Part of the problem Ip finds is that instead of innovation that focuses on big, bold ideas—say flying cars–much of it is directed toward responding to regulatory edicts, even if well-meaning:

The portion of a car’s price that pays to meet federal safety and fuel efficiency mandates has gone from zero in 1967 to 22% now, or $5,500 on a $25,000 car, according to Sean McAlinden, an economist at the Center for Automotive Research, an industry-supported think tank.

These have delivered genuine benefits: Highway fatalities fell from the late 1960s until recently, and the air is cleaner. Mr. McAlinden notes consumers may not have bought those features if given the choice.

A California mandate first introduced in 1990 now aims to make one in seven cars in the state emit zero emissions, which means powered by hydrogen or electricity. So while the purpose of the mandate, less pollution, is broadly shared, it achieves it by forcing car makers to favor certain technologies over others that may be commercially more viable.

R&D isn’t infinite. One tradeoff for focusing on technologies that satisfy federal regulations is not putting more resources into researching technological leaps like flying cars.

As Foster points out, the overwhelming Regulatory State sits like a weight on the economy:

The current dismal labor productivity figures do not reflect cyclical conditions. Coming toward the end of the current administration these figures aptly and primarily describe the net effects of the administration’s economic policies, most especially its hyper-active regulatory policies. On Aug. 8, the American Action Forum (AAF) released a study summarizing those policies.

According to AAF, the administration has issued an average of 81 major regulations a year, where major regulations are defined as costing at least $100 million, for a total so far of over 600 major regulations costing over $743 billion according to the regulators’ own estimates though the real cost could be significantly higher. At the start of the year the president indicated he would push his administration to be very aggressive in accelerating the outflow of regulations in the time remaining, so the economic drag from regulations would be expected to intensify.

The regulatory rush underway isn’t helping.

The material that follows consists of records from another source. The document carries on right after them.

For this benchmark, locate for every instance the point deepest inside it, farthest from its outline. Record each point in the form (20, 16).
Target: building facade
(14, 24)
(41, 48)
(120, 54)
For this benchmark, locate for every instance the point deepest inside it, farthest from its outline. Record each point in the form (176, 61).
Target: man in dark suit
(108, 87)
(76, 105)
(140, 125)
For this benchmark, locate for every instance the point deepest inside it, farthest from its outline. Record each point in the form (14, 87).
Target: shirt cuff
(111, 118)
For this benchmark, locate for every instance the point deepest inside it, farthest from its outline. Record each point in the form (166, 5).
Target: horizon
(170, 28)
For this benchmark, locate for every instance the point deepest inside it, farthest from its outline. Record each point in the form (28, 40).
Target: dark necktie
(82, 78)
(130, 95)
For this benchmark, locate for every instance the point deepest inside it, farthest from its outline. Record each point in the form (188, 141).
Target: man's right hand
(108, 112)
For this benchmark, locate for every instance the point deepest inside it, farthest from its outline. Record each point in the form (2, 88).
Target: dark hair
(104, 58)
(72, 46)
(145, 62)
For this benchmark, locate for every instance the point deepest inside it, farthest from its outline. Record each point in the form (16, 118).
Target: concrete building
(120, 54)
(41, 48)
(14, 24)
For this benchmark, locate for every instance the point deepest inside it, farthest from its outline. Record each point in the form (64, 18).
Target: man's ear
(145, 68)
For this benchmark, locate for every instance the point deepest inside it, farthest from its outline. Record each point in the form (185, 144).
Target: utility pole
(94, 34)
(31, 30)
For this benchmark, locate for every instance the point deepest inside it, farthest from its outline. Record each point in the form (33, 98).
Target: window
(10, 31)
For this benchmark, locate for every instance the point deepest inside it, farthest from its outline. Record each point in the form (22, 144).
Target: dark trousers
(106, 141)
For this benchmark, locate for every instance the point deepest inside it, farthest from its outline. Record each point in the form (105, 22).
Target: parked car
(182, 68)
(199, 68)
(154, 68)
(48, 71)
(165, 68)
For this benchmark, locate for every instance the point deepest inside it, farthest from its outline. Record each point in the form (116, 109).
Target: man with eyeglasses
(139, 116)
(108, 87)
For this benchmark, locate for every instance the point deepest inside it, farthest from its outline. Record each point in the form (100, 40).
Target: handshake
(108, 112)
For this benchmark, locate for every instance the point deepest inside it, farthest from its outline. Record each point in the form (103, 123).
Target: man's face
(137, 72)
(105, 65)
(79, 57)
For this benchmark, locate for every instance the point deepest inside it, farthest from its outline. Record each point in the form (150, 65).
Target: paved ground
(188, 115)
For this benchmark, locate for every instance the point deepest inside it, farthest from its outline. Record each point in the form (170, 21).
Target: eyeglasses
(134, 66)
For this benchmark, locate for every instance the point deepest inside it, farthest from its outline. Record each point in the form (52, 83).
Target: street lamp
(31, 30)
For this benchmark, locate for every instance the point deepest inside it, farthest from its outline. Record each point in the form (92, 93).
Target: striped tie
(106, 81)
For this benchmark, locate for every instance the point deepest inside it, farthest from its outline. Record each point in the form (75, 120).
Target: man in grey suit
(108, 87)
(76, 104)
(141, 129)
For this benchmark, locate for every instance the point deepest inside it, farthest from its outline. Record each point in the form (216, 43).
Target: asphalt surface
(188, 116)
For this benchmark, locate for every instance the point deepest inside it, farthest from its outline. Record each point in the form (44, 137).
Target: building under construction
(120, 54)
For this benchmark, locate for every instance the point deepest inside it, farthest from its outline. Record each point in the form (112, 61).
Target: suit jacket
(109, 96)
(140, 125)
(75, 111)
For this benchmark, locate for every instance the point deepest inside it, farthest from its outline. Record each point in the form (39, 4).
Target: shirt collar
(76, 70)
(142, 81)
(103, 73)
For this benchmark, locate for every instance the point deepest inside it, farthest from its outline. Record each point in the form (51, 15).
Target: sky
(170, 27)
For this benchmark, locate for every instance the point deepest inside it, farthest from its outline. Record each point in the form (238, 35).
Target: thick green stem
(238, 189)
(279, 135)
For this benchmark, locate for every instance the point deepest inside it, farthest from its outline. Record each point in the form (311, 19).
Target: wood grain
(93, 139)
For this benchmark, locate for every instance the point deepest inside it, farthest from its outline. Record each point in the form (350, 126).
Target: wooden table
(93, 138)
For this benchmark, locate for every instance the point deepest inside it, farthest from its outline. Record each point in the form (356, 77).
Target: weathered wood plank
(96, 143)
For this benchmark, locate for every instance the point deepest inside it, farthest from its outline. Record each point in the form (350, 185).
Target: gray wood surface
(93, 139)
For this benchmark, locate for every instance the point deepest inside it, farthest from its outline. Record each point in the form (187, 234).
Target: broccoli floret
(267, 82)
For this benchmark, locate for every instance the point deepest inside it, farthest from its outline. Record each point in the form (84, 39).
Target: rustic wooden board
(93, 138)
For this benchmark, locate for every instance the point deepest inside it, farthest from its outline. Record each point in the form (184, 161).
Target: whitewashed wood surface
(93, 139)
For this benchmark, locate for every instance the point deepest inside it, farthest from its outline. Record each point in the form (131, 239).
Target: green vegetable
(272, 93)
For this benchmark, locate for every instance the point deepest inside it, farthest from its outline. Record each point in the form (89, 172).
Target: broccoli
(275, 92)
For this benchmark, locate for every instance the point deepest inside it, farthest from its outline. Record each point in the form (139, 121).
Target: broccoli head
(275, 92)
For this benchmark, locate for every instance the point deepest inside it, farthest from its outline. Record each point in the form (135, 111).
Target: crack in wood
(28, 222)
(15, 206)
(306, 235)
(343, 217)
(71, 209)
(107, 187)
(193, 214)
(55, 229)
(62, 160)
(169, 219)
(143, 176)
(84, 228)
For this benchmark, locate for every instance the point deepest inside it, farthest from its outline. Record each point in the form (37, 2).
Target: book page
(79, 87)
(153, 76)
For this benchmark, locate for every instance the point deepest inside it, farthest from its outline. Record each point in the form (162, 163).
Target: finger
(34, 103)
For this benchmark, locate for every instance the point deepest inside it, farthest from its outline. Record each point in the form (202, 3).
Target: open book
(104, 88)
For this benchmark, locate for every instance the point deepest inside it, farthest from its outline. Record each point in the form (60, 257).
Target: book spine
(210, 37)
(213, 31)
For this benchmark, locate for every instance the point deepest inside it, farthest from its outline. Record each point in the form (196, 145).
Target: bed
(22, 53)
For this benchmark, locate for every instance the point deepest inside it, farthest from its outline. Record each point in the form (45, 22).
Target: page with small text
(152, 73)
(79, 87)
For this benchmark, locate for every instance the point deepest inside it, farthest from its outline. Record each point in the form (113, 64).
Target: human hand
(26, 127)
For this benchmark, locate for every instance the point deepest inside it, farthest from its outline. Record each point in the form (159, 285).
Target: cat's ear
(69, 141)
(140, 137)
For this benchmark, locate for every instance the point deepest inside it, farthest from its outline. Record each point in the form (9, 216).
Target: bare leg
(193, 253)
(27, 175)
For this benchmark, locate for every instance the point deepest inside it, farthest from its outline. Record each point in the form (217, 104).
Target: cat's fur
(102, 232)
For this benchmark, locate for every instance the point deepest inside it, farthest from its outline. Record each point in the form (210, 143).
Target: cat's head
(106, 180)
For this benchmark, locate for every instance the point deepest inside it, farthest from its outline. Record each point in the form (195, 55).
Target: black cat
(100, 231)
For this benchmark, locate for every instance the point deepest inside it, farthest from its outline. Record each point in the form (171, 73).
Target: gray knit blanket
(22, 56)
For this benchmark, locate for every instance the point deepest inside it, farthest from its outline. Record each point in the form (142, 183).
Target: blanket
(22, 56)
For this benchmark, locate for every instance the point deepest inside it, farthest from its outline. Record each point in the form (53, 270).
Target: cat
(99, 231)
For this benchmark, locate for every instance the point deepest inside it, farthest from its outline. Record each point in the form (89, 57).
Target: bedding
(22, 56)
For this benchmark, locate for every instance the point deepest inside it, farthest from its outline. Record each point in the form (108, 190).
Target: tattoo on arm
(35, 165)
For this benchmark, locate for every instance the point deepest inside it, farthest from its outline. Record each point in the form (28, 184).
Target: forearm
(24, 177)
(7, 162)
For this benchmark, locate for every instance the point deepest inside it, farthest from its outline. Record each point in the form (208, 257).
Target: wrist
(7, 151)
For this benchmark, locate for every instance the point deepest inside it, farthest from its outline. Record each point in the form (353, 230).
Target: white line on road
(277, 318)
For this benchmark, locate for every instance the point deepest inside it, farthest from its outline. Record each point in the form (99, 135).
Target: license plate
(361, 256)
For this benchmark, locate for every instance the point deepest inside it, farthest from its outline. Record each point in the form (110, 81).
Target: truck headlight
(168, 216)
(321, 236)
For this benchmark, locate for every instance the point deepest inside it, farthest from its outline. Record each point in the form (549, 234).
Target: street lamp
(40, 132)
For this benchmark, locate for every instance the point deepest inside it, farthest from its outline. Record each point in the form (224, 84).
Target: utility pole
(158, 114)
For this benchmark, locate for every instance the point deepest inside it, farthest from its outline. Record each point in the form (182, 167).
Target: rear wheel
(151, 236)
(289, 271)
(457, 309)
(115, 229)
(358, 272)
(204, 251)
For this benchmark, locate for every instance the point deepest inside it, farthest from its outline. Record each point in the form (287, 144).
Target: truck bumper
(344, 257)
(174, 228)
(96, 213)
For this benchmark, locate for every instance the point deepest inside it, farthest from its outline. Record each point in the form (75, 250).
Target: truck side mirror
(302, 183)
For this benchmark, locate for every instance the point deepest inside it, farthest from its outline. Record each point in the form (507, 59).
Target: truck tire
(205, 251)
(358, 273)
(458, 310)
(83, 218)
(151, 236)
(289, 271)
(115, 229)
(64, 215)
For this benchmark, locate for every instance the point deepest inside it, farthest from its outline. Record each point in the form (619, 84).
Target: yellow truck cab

As a result, it makes businesses hesitant to go out on a limb:

Regulations have costs that go far beyond the simple calculations presented. They also create uncertainty among affected businesses as they wait for the regulations to come out, become final, and then become internalized within the business. Perhaps even more important, when businesses are subject to such an onslaught of regulations in complete disregard to the economic damage they inflict, and especially in combination with other policies such as the administration’s enacted and proposed anti-growth tax policies, the net result is to create at least the appearance of an antagonistic attitude toward businesses. Businesses can then become overly cautious and defensive and these consequences appear in the declining business investment in recent quarters.

Waning productivity growth (and a sluggish economy) is what you get when caution replaces bold, risk-taking.

Establishing a regulatory process fit for the 21st Century can be a way to bolster innovation and boost productivity. A step toward that is for the next Congress to quickly pass the Regulatory Accountability Act. This bill–supported by 380 business groups–help ensure that agencies make the most consequential regulatory decisions in an open and transparent manner based on good data and sound science and instruct them to use the least-costly option in meeting Congress’ intent.

Better, more carefully-crafted regulations can give entrepreneurs and businesses the certainty they need to move off the sidelines and invest more in bold ideas.

It’s obvious that productivity needs a boost, and squeeze of regulatory reform could be just the trick.